Academy Award season is upon us, and I thought I'd pay tribute to someone who has been criminally overlooked for a quarter of a century! Oh, it's not as bad as the Oscar snubs given to people like Cary Grant, Peter O'Toole, Richard Burton, or Alfred Hitchcock, but it's bad! In our house, composer Thomas Newman has taken on god-like status. Let me build the case... I first took notice of Newman in 1991, with the release of Robert Altman's comeback film-The Player. It is a brilliant movie that skewers Hollywood with a decadent wit and throws in a murder mystery to boot. It has a percussive score that sounded like no other I had ever heard. The film begins with a legendary tracking shot, an eight-minute seamless segment with no edits, especially apropos since it is taking place while two of the characters debate famous movie tracking shots!

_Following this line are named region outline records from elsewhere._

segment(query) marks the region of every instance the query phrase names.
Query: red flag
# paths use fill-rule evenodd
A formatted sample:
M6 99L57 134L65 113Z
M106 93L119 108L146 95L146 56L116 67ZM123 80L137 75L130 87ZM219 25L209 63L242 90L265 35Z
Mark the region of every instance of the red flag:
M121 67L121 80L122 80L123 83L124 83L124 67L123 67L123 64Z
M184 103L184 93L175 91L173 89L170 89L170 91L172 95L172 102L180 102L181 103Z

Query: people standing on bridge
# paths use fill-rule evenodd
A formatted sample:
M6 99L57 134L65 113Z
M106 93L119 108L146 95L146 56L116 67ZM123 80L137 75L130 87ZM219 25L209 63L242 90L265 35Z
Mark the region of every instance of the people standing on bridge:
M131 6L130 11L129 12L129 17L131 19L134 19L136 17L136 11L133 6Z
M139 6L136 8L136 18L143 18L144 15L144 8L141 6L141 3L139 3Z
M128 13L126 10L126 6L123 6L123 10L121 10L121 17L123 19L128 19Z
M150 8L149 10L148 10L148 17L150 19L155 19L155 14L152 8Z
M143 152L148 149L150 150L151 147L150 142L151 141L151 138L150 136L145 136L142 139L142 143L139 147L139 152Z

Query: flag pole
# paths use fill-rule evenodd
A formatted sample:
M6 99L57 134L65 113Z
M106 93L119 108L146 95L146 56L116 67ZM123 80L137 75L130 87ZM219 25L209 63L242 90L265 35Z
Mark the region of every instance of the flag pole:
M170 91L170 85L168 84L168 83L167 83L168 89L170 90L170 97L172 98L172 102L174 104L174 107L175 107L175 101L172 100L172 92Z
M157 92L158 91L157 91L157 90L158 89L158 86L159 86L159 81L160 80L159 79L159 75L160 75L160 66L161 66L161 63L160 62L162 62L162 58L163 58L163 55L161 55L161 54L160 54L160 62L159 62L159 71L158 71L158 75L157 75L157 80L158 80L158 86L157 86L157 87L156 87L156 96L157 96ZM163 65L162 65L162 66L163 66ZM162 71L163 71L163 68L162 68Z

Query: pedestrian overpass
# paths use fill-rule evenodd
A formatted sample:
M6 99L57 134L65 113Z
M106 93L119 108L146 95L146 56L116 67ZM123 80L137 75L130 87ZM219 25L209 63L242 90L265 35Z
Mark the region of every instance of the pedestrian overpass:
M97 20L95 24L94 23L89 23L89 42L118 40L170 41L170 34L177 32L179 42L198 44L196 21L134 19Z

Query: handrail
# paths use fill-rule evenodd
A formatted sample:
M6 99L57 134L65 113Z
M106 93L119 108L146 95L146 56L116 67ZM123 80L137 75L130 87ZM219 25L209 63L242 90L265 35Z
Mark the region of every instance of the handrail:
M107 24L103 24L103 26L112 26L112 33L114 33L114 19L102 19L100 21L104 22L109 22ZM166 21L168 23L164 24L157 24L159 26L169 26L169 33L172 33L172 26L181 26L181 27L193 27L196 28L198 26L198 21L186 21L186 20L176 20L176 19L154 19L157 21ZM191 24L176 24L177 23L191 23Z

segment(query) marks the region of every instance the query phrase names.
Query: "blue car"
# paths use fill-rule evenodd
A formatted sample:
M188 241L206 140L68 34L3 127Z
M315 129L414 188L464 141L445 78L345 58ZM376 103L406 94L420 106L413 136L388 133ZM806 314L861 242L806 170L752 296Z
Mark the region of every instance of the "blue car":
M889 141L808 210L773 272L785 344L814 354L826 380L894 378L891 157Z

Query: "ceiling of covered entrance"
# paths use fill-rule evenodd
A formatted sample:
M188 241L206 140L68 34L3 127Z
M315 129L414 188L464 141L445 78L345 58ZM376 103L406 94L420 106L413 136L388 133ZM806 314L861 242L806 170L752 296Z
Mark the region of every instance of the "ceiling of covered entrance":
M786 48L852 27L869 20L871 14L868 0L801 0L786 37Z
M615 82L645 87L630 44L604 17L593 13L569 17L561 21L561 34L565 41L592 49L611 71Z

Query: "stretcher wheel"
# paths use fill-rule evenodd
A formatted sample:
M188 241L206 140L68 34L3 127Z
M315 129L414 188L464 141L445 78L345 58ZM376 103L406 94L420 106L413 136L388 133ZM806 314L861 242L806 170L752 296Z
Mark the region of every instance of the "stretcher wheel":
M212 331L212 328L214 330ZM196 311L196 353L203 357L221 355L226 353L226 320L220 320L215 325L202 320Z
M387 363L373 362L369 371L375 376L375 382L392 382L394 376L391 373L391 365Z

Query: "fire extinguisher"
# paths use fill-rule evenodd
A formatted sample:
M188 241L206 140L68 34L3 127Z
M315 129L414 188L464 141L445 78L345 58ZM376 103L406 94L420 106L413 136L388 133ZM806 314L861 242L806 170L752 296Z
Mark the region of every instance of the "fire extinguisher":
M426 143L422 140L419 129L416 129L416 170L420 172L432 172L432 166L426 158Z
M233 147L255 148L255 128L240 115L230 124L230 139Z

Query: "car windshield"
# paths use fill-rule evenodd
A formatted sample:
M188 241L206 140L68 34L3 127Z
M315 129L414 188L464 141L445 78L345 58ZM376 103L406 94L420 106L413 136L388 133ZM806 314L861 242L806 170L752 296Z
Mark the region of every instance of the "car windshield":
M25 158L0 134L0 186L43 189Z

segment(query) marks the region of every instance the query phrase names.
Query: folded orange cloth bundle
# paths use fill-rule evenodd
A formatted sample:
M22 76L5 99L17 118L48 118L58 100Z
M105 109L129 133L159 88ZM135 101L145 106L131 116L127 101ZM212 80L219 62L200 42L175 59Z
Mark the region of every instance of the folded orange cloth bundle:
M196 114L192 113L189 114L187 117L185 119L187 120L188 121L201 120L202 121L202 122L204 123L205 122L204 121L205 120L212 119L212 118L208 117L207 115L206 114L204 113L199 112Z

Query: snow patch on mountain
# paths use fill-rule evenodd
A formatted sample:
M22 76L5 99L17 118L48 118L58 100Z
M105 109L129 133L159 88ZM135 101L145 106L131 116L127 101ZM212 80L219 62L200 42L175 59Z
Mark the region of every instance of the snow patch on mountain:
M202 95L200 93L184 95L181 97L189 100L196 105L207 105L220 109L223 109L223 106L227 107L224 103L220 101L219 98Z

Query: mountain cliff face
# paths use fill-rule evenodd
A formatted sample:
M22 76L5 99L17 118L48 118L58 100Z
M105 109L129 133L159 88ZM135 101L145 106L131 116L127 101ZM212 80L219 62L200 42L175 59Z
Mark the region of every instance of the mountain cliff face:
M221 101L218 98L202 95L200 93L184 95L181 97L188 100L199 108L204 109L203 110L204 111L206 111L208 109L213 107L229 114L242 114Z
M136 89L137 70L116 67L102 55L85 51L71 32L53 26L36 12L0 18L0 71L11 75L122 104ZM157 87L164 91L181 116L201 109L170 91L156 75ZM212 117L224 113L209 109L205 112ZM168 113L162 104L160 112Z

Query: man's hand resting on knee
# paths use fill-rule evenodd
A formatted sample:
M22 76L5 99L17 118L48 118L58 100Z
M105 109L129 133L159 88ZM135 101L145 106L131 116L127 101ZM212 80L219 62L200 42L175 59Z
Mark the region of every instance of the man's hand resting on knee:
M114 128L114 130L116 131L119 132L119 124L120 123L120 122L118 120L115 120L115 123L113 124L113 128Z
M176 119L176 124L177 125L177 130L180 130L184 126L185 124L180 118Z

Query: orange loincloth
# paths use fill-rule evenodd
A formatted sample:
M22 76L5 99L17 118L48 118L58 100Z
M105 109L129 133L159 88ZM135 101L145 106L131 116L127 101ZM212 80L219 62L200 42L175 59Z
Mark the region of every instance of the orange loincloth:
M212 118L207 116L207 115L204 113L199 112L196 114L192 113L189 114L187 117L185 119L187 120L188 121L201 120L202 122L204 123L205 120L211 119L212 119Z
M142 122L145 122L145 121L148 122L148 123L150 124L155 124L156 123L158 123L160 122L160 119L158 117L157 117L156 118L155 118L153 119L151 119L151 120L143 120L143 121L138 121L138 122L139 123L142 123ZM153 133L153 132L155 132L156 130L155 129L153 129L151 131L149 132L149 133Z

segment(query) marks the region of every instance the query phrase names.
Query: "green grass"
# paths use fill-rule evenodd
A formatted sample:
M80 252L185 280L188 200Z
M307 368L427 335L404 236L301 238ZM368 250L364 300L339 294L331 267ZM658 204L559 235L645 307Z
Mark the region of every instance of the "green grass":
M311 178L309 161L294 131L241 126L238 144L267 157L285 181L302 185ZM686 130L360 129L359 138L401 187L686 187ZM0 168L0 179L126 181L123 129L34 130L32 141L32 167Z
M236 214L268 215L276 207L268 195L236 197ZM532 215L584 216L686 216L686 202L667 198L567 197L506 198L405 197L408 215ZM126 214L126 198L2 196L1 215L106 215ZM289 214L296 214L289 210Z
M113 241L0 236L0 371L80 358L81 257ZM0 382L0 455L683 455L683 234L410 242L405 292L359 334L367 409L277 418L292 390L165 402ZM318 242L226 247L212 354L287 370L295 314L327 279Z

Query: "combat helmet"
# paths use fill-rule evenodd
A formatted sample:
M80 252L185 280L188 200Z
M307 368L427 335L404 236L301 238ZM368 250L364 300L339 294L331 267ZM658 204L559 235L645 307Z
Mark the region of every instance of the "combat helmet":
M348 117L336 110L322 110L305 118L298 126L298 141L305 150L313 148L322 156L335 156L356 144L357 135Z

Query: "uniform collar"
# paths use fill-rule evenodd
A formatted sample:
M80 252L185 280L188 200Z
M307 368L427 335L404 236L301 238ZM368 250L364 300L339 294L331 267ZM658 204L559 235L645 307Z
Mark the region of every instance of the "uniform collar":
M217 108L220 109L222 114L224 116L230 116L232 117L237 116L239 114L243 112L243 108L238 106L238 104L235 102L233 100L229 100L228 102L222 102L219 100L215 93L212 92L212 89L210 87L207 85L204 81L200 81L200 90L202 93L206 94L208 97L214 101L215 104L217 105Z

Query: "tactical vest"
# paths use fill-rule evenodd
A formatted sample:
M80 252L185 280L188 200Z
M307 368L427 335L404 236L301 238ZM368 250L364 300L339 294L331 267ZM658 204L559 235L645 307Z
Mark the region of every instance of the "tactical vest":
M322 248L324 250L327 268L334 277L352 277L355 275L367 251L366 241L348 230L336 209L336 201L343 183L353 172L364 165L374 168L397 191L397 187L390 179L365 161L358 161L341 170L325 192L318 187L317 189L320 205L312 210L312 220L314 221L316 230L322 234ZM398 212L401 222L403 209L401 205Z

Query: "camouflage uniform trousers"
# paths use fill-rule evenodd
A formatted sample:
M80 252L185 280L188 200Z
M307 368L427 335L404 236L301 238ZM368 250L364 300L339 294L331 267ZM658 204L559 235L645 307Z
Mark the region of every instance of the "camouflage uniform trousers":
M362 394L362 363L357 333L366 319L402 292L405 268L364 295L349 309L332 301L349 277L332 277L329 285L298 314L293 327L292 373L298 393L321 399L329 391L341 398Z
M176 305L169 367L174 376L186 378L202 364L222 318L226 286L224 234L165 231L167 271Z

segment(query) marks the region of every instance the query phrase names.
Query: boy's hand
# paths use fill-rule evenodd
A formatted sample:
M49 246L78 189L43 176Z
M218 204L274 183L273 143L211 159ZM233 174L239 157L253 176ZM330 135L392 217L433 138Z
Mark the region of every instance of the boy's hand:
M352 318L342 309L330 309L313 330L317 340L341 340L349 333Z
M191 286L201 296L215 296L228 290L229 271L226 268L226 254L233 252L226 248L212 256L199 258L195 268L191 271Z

That's when I noticed Newman, but he had already scored two dozen movies by then and was an established figure. In fact, the family name is iconic in the film industry. Alfred Newman was the composer of countless movies from 1930 to 1970 and a NINE-time Oscar winner! Younger brother Lionel Newman won an Oscar and was nominated for nine more. Alfred's son, David Newman, has an Oscar nomination. Nephew Randy Newman is, of course, the great pop ironist of our time. Before he turned to film scoring, he recorded many albums, had a few incendiary hits (e.g. "Short People"), and proved more than able of giving a 20th Century spin to the most glorious melodies in the Stephen Foster tradition. I saw him twice in concert. Since Randy turned to film scoring, he has picked up two Oscars and composed the music for such popular hits as The Natural, Toy Story, Monsters, Inc., and Cars. There are more musical Newmans. Thomas Newman was one of Alfred's children. He has been nominated FOURTEEN times without a win!
Let me throw a few clips at you from a small selection of Newman's representative scores--without which those films would not have had anywhere near the emotional impact they produced. These films and TV series are as follows: The Shawshank Redemption, American Beauty, Finding Nemo, Angels in America, Six Feet Under, Wall-E, and what may be the most beautiful and poignant of all, the score for Revolutionary Road. In fairness, at least the score for Six Feet Under won an Emmy! Think about it though; none of the films below copped an Oscar for its scoring. Thomas Newman is the most nominated composer to have never won. That's just wrong.
Newman started at USC and then switched to Yale. Following his training, the legendary Stephen Sondheim took Newman under his wing. As you can tell from the clips taken from The Player, American Beauty, and Six Feet Under, Newman likes to experiment with sound, particularly with percussive instruments. For me, Newman's greatest work is the soundtrack to Sam Mendes' film Road to Perdition, based on the graphic novel and starring Tom Hanks. It is a major work in the Felter household! I remember driving my daughter home from a prospective-college trip, and we turned the volume up to eleven, and blasted this score on the home stretch. Good times. The music for the Irish wake scene and the opening credits includes mandolins and hurdy-gurdys and Uilleann pipes along with the cellos and oboes. Below are two clips from the film that don't offer major spoilers. Following that is a musical pastiche from the entire score. This past year, Newman composed the soundtrack for the Stephen King TV series Castle Rock. Let's hope he has a couple of movies coming out and that justice is finally done.